Second-Line Treatment of NSCLC-The Pan-ErbB Inhibitor Afatinib in Times of Shifting Paradigms.

In contrast to the established role of epidermal growth factor receptor (EGFR) inhibitors for the first-line treatment of patients with non-small cell lung cancer (NSCLC) harboring activating EGFR mutations, the role of EGFR blockade and of EGFR molecular testing in the second-line treatment remains less clear. The irreversible pan-ErbB family inhibitor afatinib (Gi(l)otrif®) was recently FDA- and EMA-approved for the second-line treatment of NSCLC with squamous cell histology irrespective of the EGFR mutational status (LUX-Lung 8). Contrariwise, results from the TAILOR and DELTA trials among retrospective biomarker analyses show the predictive value of the EGFR mutational status for efficacy of reversible EGFR inhibitors also as a second-line therapy. This mini review critically summarizes the current role of EGFR-targeting strategies in the second-line treatment of NSCLC with special respect to afatinib in light of emerging T790M-specific EGFR and immune check point inhibitors.
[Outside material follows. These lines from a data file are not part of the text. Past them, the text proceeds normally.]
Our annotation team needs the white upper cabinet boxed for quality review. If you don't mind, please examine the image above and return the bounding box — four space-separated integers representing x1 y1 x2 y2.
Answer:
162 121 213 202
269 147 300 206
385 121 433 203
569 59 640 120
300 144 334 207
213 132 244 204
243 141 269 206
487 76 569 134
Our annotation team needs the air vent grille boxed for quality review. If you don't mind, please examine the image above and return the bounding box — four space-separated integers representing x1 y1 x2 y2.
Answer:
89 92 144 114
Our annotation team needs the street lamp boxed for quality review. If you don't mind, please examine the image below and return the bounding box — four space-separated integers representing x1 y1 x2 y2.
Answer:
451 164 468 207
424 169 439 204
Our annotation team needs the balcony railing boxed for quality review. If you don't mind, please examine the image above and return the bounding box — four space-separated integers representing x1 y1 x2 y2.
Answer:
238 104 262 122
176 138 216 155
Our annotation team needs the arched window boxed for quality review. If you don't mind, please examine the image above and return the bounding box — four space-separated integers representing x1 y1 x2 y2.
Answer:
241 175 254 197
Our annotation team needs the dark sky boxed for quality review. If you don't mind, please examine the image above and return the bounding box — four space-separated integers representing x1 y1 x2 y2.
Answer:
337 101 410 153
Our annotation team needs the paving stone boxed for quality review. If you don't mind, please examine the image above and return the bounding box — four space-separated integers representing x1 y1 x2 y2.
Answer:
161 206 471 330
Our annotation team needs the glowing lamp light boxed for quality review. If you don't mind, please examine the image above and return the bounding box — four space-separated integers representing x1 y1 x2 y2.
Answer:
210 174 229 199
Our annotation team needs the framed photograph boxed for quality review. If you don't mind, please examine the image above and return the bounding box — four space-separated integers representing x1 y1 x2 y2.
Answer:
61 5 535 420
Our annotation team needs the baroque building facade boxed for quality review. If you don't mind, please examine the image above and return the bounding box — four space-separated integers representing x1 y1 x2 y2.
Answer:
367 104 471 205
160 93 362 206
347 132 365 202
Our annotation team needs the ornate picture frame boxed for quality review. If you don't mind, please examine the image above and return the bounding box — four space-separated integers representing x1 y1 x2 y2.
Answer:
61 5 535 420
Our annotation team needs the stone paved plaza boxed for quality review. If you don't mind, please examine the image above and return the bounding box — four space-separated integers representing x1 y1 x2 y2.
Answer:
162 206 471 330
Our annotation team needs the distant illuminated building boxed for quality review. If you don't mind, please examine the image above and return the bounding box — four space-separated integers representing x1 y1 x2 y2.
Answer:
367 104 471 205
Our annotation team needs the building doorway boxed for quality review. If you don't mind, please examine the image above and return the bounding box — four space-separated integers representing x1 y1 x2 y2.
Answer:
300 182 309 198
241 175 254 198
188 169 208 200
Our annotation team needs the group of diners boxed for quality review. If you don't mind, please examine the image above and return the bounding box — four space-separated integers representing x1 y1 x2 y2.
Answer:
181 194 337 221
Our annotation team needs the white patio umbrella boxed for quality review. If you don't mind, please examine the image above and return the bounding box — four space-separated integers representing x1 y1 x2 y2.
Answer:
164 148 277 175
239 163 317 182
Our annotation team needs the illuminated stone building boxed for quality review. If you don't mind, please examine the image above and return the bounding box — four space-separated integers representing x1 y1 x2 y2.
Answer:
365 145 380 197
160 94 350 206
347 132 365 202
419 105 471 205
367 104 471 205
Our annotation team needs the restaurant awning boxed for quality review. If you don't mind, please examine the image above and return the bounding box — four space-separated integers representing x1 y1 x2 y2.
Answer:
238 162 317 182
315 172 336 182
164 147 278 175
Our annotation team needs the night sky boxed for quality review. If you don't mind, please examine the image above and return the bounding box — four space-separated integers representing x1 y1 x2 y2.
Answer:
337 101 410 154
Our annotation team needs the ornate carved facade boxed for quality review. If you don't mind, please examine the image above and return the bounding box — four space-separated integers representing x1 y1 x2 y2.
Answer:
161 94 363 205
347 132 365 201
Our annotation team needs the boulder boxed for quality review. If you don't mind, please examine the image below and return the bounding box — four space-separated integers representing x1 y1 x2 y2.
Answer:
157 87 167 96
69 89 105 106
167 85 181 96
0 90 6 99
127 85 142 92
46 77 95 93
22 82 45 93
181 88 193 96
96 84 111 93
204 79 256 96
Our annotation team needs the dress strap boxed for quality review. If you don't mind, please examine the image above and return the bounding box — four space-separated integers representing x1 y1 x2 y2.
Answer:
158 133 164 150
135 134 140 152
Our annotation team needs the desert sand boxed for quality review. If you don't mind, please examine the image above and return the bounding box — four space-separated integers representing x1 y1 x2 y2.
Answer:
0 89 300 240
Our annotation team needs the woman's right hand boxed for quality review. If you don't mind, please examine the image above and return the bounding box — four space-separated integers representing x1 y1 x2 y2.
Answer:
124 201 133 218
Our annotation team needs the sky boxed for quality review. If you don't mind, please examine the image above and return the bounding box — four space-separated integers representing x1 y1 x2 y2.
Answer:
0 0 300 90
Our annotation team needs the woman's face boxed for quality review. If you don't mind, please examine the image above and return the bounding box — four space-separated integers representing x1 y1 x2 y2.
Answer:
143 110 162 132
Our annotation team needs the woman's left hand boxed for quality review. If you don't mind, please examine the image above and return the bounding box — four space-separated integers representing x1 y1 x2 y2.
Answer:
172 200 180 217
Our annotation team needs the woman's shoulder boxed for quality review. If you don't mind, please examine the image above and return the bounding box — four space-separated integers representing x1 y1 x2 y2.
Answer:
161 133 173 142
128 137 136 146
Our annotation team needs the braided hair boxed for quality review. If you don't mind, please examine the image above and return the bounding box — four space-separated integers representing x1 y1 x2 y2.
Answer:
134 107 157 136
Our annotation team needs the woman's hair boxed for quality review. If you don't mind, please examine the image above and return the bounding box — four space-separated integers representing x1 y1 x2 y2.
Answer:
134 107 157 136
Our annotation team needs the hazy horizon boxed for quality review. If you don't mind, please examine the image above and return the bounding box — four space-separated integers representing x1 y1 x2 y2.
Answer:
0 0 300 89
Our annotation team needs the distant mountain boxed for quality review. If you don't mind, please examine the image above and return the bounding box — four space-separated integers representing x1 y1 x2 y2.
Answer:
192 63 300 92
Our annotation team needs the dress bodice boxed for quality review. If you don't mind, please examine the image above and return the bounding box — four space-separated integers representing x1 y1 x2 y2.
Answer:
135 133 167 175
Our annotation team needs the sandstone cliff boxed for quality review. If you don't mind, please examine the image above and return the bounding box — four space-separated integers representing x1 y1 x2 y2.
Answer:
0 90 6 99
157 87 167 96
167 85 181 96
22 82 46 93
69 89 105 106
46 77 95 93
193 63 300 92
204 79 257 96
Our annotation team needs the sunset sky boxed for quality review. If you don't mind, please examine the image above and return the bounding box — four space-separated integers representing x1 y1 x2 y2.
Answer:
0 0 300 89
The review also emphasizes the urgent need for reliable biomarkers to guide therapeutic decision-making and outlines prospective changes to the second-line landscape with some of the current second-line treatment concepts likely to be moved to the first-line.

Introduction

Over the past decade, various genomic alterations relevant for non-small cell lung cancer (NSCLC) biology (“oncogene addiction”) were discovered and have subsequently changed the treatment paradigm from a histology-oriented to a biomarker-driven approach [reviewed by Thomas et al. (1)]. Historically, docetaxel was the gold standard second-line treatment (2) until erlotinib (Tarceva®), a first-generation tyrosine kinase inhibitor (TKI) of the epidermal growth factor receptor (EGFR) was FDA-approved in 2004 as maintenance therapy and for second and subsequent line treatment, after failure of chemotherapy in unselected patients (3). In the meantime, several phase-III trials compared EGFR TKIs with chemotherapy and have established EGFR TKIs as the standard first-line treatment for patients with EGFR-mutant NSCLC (4–7). Nowadays, not less than three EGFR TKIs—erlotinib, gefitinib (Iressa®) and the pan-ErbB family inhibitor afatinib (Giotrif®)—are licensed for the first-line treatment. Drug reimbursement is bound to the presence of a common activating EGFR mutation (i.e., exon 19 deletions and L858R point mutations) detected by FDA-approved tests [erlotinib—cobas®; gefitinib (Iressa®) and afatinib (Gi(l)otrif®)—therascreen EGFR RGQ]. However, the relevance of EGFR mutations for the second-line decision-making process remained less clear, and erlotinib (for all NSCLC) as well as afatinib (for squamous cell histology only) have initially been FDA-approved irrespective of EGFR mutational status or other predictive markers (3, 8). Several recent prospective clinical trials (TAILOR, DELTA) and retrospective biomarker analyses challenge this broad approval and emphasize the need for EGFR mutational re-testing ahead of the second-line therapy if not performed at diagnosis (9, 10).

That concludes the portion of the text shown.